Department of Mathematics, Faculty of Science, Gulu University, Gulu, Uganda.
International Livestock Research Institute, Ibadan, Nigeria.
Transbound Emerg Dis. 2018 Feb;65(1):e127-e134. doi: 10.1111/tbed.12692. Epub 2017 Aug 14.
Highly Pathogenic Avian Influenza (HPAI) is classified by the World Organization for Animal Health as one of the notifiable diseases. Its occurrence is associated with severe socio-economic impacts and is also zoonotic. Bangladesh HPAI epidemic data for the period between 2007 and 2013 were obtained and split into epidemic waves based on the time lag between outbreaks. By assuming the number of newly infected farms to be binomially distributed, we fit a Generalized Linear Model to the data to estimate between-farm transmission rates (β). These parameters are then used together with the calculated infectious periods to estimate the respective basic reproduction numbers (R ). The change in β and R with time during the course of each epidemic wave was explored. Finally, sensitivity analyses of the effects of reducing the delay in detecting infection on a farm as well as extended infectiousness of a farm beyond the day of culling were assessed. The point estimates obtained for β ranged from 0.08 (95% CI: 0.06-0.10) to 0.11 (95% CI: 0.08-0.20) per infectious farm per day while R ranged from 0.85 (95% CI: 0.77-1.02) to 0.96 (95% CI: 0.72-1.20). Sensitivity analyses reveal that the estimates are quite robust to changes in the assumptions about the day in reporting infection and extended infectiousness. In the analysis allowing for time-varying transmission parameters, the rising and declining phases observed in the epidemic data were synchronized with the moments when R was greater and less than one, respectively. From an epidemiological perspective, the consistency of these estimates and their magnitude (R ≈ 1) indicate that the effectiveness of the deployed control measures was largely invariant between epidemic waves and the trend of the time-varying R supports the hypothesis of sustained farm-to-farm transmission that is possibly initiated by a few unique introductions.
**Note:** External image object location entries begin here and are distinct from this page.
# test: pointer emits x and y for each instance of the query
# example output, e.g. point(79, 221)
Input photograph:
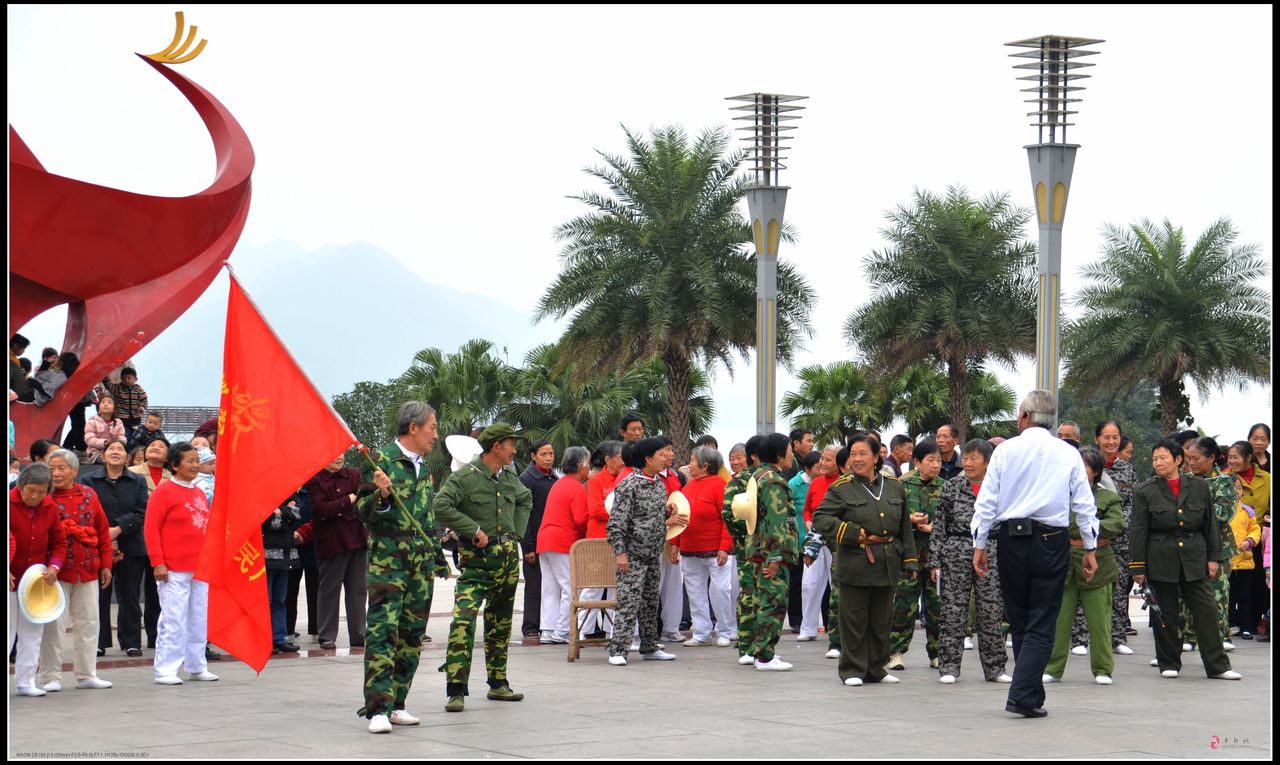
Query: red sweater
point(705, 531)
point(88, 534)
point(35, 534)
point(177, 517)
point(563, 517)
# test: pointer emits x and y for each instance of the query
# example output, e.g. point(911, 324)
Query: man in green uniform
point(488, 507)
point(402, 557)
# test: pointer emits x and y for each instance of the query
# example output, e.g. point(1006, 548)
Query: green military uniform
point(402, 557)
point(1171, 541)
point(867, 569)
point(920, 498)
point(1223, 489)
point(1092, 595)
point(474, 499)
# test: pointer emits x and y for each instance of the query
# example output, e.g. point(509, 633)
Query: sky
point(453, 136)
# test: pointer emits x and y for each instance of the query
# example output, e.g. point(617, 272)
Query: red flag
point(274, 433)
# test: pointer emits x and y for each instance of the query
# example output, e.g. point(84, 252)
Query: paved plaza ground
point(702, 705)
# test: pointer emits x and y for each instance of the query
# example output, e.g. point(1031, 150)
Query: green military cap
point(496, 433)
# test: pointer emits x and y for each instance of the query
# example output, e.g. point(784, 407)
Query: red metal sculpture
point(127, 265)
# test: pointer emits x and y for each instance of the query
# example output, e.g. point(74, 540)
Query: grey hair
point(67, 454)
point(709, 458)
point(1042, 407)
point(412, 413)
point(574, 459)
point(36, 472)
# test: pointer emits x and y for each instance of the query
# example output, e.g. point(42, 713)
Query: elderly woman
point(705, 554)
point(864, 516)
point(563, 523)
point(1092, 592)
point(1176, 541)
point(36, 535)
point(174, 528)
point(951, 560)
point(88, 568)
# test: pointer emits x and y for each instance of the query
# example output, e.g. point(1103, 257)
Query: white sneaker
point(205, 676)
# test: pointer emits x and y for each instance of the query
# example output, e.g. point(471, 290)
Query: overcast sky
point(451, 137)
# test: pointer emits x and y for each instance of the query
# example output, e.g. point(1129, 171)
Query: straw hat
point(40, 601)
point(681, 503)
point(744, 505)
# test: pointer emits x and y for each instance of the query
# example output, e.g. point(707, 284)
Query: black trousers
point(1032, 577)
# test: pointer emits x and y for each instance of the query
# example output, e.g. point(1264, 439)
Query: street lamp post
point(1052, 67)
point(766, 202)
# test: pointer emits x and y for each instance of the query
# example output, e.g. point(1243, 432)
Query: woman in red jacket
point(88, 569)
point(705, 554)
point(35, 536)
point(563, 523)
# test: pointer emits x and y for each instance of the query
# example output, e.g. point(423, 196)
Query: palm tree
point(661, 268)
point(956, 285)
point(833, 402)
point(1161, 314)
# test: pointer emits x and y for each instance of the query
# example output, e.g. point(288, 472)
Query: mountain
point(347, 314)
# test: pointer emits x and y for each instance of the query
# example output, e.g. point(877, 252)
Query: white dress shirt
point(1040, 477)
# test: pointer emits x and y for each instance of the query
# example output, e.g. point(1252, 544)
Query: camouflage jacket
point(638, 523)
point(474, 498)
point(775, 536)
point(392, 534)
point(922, 498)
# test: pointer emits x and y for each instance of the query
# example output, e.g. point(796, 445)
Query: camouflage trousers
point(638, 600)
point(769, 607)
point(489, 577)
point(906, 610)
point(400, 594)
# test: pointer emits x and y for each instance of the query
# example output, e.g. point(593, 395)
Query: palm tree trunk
point(677, 403)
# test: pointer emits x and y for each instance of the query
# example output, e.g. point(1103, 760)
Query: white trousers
point(183, 624)
point(556, 592)
point(30, 636)
point(698, 573)
point(81, 614)
point(812, 586)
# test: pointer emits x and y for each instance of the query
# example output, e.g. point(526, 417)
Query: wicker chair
point(592, 563)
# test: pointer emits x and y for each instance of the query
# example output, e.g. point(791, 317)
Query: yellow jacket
point(1244, 526)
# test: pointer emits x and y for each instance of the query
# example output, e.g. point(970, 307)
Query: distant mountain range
point(347, 314)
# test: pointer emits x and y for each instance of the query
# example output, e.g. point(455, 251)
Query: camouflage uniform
point(951, 549)
point(474, 499)
point(1223, 489)
point(775, 540)
point(920, 498)
point(401, 566)
point(638, 527)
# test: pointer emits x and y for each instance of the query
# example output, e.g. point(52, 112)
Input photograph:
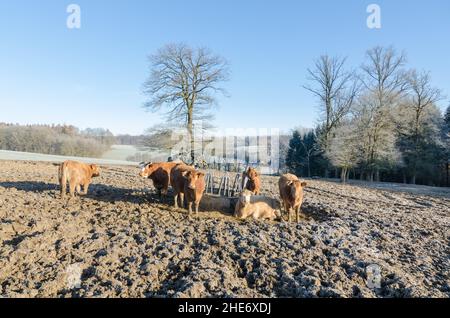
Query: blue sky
point(92, 77)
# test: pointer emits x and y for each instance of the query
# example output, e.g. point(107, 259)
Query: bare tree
point(336, 89)
point(184, 81)
point(345, 146)
point(417, 121)
point(385, 84)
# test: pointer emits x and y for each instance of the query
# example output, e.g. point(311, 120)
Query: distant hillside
point(62, 140)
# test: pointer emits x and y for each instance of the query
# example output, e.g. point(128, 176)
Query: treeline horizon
point(378, 122)
point(64, 140)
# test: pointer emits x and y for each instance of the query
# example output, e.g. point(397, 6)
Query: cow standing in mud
point(160, 175)
point(291, 192)
point(257, 207)
point(77, 174)
point(187, 183)
point(253, 183)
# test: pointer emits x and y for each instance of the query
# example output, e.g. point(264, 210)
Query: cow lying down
point(257, 207)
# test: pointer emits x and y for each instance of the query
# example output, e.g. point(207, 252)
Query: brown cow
point(160, 175)
point(291, 192)
point(190, 183)
point(256, 207)
point(77, 174)
point(253, 181)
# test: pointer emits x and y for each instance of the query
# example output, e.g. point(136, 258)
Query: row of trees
point(378, 123)
point(63, 140)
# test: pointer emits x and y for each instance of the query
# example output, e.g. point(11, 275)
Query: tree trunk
point(190, 127)
point(344, 175)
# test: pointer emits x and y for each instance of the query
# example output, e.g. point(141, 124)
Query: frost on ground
point(120, 241)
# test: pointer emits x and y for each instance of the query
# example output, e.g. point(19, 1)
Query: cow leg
point(63, 189)
point(72, 188)
point(164, 195)
point(176, 200)
point(190, 208)
point(196, 207)
point(85, 188)
point(182, 203)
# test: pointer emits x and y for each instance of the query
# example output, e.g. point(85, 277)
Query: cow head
point(296, 188)
point(192, 177)
point(251, 173)
point(146, 169)
point(95, 170)
point(245, 197)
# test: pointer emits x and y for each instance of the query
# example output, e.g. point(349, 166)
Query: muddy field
point(120, 241)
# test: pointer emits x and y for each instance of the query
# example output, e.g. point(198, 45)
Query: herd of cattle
point(188, 186)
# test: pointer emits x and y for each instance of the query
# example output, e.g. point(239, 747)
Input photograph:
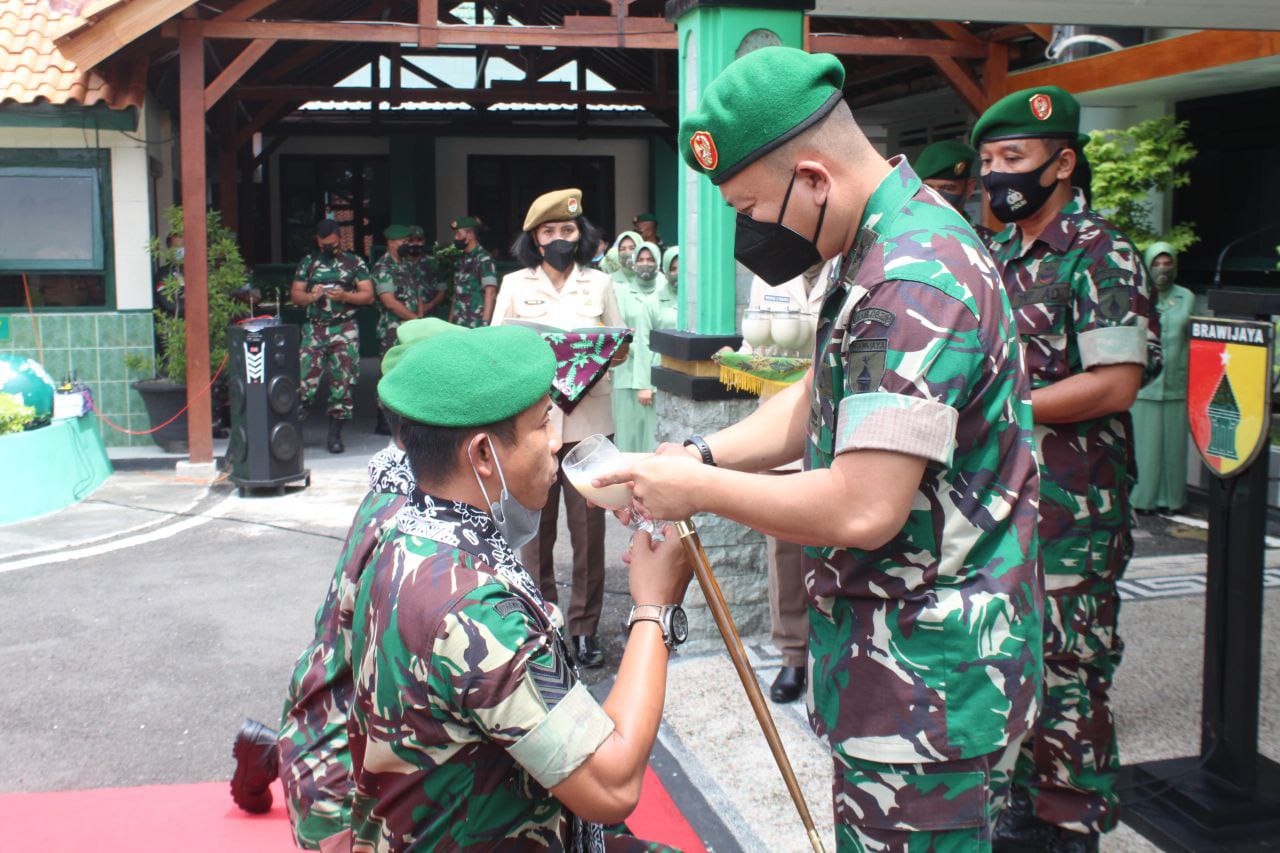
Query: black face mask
point(773, 251)
point(560, 254)
point(1016, 195)
point(952, 199)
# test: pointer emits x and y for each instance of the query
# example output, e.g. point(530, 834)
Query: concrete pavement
point(144, 624)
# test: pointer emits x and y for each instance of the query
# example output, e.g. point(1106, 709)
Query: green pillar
point(712, 33)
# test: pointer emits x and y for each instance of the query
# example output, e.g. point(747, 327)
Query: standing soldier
point(951, 168)
point(918, 497)
point(1080, 297)
point(426, 270)
point(475, 283)
point(557, 287)
point(398, 288)
point(329, 283)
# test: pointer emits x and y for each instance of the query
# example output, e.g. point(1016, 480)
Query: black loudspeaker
point(263, 372)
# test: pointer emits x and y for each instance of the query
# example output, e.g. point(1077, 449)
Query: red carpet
point(201, 819)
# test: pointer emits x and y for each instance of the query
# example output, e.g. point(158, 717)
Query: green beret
point(1043, 112)
point(474, 378)
point(950, 160)
point(411, 332)
point(757, 104)
point(557, 205)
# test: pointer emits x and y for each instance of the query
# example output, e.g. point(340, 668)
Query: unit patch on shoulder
point(704, 150)
point(874, 315)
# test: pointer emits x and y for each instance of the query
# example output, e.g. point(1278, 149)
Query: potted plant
point(165, 395)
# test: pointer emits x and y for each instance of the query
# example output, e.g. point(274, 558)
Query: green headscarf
point(648, 286)
point(627, 268)
point(1155, 251)
point(672, 254)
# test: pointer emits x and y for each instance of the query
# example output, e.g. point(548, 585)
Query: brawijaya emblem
point(704, 150)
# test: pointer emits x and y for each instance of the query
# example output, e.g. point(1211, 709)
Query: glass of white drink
point(757, 329)
point(790, 331)
point(597, 456)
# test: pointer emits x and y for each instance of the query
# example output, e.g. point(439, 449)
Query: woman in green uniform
point(636, 288)
point(1160, 411)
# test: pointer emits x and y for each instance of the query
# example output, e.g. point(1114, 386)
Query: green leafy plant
point(1129, 164)
point(14, 416)
point(225, 274)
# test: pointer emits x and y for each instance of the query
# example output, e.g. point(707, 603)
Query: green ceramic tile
point(110, 331)
point(83, 364)
point(82, 331)
point(112, 398)
point(53, 332)
point(141, 352)
point(56, 363)
point(137, 329)
point(110, 365)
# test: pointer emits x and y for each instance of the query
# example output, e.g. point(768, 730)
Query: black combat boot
point(789, 685)
point(1018, 829)
point(336, 445)
point(257, 763)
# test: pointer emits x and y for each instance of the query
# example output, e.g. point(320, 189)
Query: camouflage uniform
point(466, 707)
point(475, 272)
point(398, 279)
point(1080, 297)
point(315, 762)
point(924, 653)
point(329, 336)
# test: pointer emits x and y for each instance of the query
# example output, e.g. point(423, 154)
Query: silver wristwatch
point(671, 619)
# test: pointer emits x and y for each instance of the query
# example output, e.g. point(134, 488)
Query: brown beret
point(556, 205)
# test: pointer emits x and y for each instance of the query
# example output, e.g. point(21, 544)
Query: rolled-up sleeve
point(909, 361)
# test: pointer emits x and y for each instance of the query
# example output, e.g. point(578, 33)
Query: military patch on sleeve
point(552, 682)
point(874, 315)
point(508, 606)
point(1112, 301)
point(865, 368)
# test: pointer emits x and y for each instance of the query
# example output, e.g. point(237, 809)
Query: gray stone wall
point(736, 553)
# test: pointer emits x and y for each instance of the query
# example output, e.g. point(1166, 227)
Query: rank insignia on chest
point(865, 365)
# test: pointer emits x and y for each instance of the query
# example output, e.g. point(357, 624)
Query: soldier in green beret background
point(470, 728)
point(647, 224)
point(475, 282)
point(918, 493)
point(1083, 306)
point(434, 291)
point(330, 283)
point(951, 168)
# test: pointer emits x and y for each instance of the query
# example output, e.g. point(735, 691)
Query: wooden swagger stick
point(737, 653)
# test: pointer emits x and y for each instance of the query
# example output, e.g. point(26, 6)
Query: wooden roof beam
point(1164, 58)
point(236, 69)
point(493, 95)
point(845, 44)
point(583, 31)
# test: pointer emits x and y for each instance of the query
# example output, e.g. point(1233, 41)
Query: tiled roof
point(32, 69)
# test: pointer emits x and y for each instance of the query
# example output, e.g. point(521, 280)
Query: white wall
point(131, 199)
point(630, 170)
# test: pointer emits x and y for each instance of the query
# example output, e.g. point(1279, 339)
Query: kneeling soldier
point(470, 728)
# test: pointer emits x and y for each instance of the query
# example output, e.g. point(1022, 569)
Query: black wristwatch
point(671, 619)
point(700, 445)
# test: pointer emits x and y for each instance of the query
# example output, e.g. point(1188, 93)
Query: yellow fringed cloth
point(757, 374)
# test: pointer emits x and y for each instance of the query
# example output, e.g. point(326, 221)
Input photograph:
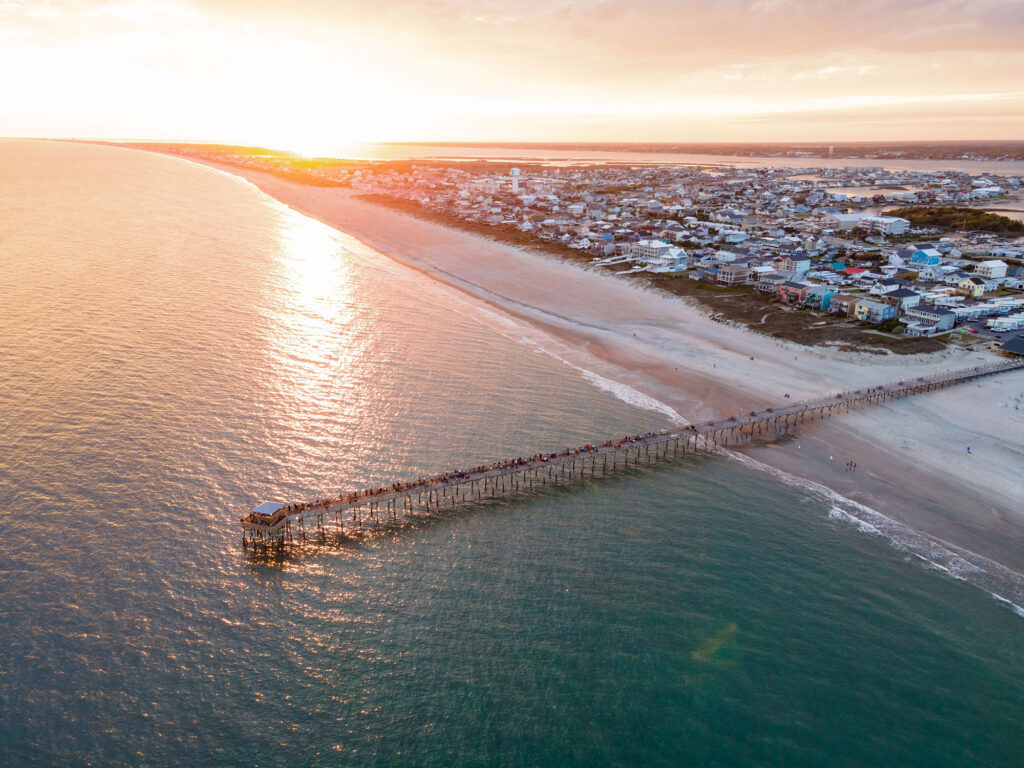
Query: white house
point(886, 224)
point(649, 249)
point(991, 268)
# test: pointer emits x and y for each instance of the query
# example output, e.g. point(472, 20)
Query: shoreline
point(908, 454)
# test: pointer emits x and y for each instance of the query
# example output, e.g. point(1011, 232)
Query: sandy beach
point(912, 464)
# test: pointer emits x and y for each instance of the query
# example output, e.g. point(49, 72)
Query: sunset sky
point(312, 75)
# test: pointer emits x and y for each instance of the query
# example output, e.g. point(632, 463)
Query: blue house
point(925, 257)
point(819, 296)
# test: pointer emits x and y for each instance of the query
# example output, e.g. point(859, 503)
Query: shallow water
point(176, 346)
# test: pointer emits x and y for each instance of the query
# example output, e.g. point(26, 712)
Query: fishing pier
point(273, 524)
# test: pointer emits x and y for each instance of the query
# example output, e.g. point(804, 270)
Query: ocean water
point(175, 347)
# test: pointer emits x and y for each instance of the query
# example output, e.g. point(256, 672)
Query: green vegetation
point(951, 217)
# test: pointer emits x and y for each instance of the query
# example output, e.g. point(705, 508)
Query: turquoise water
point(176, 347)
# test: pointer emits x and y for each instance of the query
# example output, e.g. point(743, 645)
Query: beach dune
point(912, 465)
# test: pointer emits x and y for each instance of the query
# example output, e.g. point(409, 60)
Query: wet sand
point(911, 460)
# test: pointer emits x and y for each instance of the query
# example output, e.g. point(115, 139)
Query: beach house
point(971, 287)
point(819, 296)
point(926, 320)
point(901, 298)
point(991, 268)
point(869, 310)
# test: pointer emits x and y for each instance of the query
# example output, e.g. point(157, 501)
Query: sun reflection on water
point(315, 338)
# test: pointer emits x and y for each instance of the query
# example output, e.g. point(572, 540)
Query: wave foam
point(999, 582)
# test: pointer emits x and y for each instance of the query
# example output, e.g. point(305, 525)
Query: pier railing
point(390, 503)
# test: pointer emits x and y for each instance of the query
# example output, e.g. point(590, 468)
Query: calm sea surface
point(175, 347)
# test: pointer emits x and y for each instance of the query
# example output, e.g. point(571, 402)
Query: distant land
point(993, 150)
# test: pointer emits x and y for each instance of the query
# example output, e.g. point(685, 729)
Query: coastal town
point(813, 240)
point(858, 257)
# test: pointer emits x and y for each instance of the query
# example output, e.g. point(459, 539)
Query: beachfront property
point(991, 268)
point(873, 311)
point(928, 320)
point(795, 236)
point(971, 287)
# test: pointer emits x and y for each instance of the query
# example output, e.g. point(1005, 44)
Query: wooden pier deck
point(353, 510)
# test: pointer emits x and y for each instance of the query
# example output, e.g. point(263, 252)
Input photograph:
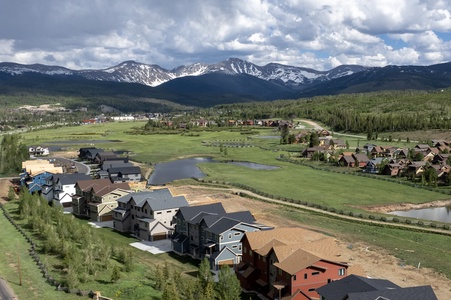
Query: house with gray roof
point(355, 287)
point(148, 214)
point(209, 231)
point(59, 188)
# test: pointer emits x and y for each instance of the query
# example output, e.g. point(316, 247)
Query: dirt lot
point(365, 259)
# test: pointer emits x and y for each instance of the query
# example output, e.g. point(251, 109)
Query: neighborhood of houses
point(388, 160)
point(275, 263)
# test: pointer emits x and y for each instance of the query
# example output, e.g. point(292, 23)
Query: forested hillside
point(363, 112)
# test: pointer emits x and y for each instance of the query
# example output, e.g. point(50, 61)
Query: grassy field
point(341, 191)
point(137, 284)
point(14, 248)
point(290, 180)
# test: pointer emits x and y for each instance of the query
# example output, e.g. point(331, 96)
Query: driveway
point(156, 247)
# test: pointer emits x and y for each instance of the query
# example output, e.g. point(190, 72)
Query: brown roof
point(93, 183)
point(112, 187)
point(287, 236)
point(297, 260)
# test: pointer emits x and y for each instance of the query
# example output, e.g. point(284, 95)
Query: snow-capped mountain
point(154, 75)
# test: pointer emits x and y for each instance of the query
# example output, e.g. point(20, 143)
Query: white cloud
point(311, 33)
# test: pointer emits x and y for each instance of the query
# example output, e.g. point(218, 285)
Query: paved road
point(81, 168)
point(6, 293)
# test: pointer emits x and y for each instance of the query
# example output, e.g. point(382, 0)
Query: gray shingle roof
point(190, 213)
point(337, 290)
point(409, 293)
point(66, 179)
point(157, 199)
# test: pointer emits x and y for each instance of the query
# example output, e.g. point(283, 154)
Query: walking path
point(327, 213)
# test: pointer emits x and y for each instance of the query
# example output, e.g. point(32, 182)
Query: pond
point(253, 166)
point(69, 142)
point(439, 214)
point(187, 168)
point(267, 136)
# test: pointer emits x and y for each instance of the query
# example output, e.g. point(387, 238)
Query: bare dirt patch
point(406, 206)
point(366, 259)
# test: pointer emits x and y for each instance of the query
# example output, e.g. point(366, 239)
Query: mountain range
point(232, 80)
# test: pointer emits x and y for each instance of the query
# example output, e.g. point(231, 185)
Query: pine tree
point(115, 274)
point(228, 284)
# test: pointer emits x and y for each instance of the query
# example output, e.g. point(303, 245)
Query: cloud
point(319, 34)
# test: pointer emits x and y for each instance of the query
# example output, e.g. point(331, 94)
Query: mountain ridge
point(154, 75)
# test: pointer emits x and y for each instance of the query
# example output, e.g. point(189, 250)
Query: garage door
point(106, 218)
point(228, 262)
point(159, 236)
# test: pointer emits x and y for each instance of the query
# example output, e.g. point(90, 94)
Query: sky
point(317, 34)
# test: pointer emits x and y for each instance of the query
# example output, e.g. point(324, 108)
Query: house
point(372, 166)
point(393, 169)
point(360, 159)
point(377, 151)
point(59, 188)
point(209, 231)
point(309, 152)
point(97, 198)
point(441, 158)
point(346, 161)
point(416, 167)
point(148, 214)
point(105, 155)
point(35, 173)
point(88, 153)
point(355, 287)
point(38, 151)
point(125, 174)
point(282, 263)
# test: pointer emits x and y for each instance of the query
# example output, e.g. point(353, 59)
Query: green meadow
point(331, 189)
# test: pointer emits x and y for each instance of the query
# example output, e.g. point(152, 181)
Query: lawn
point(137, 284)
point(14, 248)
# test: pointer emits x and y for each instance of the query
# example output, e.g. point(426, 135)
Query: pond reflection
point(440, 214)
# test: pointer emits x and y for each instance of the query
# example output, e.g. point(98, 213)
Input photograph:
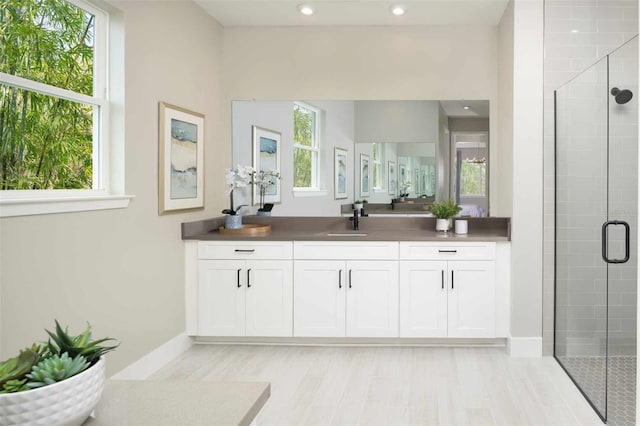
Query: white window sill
point(24, 206)
point(302, 193)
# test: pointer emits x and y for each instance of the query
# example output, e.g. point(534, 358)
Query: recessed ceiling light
point(305, 9)
point(397, 10)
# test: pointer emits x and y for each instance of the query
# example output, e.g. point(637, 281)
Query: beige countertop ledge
point(157, 403)
point(376, 229)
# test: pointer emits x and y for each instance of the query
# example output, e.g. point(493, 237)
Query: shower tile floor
point(590, 373)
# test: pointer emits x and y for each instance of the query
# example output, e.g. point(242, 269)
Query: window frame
point(315, 148)
point(107, 190)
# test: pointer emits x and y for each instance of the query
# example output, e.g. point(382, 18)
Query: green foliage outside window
point(46, 142)
point(473, 178)
point(303, 129)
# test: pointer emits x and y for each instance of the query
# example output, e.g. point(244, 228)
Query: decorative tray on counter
point(247, 229)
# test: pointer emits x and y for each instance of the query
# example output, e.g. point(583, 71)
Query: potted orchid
point(264, 179)
point(404, 190)
point(239, 177)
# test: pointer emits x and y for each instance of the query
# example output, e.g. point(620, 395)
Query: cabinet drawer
point(245, 250)
point(447, 251)
point(342, 250)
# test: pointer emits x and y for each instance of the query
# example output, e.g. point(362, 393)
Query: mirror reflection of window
point(470, 172)
point(306, 146)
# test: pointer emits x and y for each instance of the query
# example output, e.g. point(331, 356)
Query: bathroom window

高致病性禽流感(HPAI)被世界动物卫生组织列为应报告的疾病之一。它的发生与严重的社会经济影响有关,并且具有动物源性。获得了 2007 年至 2013 年期间孟加拉国 HPAI 流行数据,并根据疫情之间的时间间隔将其分为流行波。通过假设新感染农场的数量呈二项式分布,我们使用广义线性模型对数据进行拟合,以估计农场之间的传播率(β)。然后,使用这些参数以及计算出的感染期来估计各自的基本繁殖数(R)。在每个流行波的过程中,研究了β和 R 随时间的变化。最后,评估了减少发现感染的农场时滞以及延长感染农场的感染期对感染农场时滞的影响。获得的β点估计值范围为 0.08(95%置信区间:0.06-0.10)至 0.11(95%置信区间:0.08-0.20),每个感染农场每天有 0.08 个,R 的范围为 0.85(95%置信区间:0.77-1.02)至 0.96(95%置信区间:0.72-1.20)。敏感性分析表明,这些估计值对感染报告和延长感染期的假设变化非常稳健。在允许时变传播参数的分析中,观察到的流行数据中的上升和下降阶段与 R 大于和小于 1 的时刻分别同步。从流行病学角度来看,这些估计值的一致性及其大小(R≈1)表明,所部署的控制措施的有效性在流行波之间基本不变,时变 R 的趋势支持了持续的农场间传播的假设,这可能是由少数独特的引入引发的。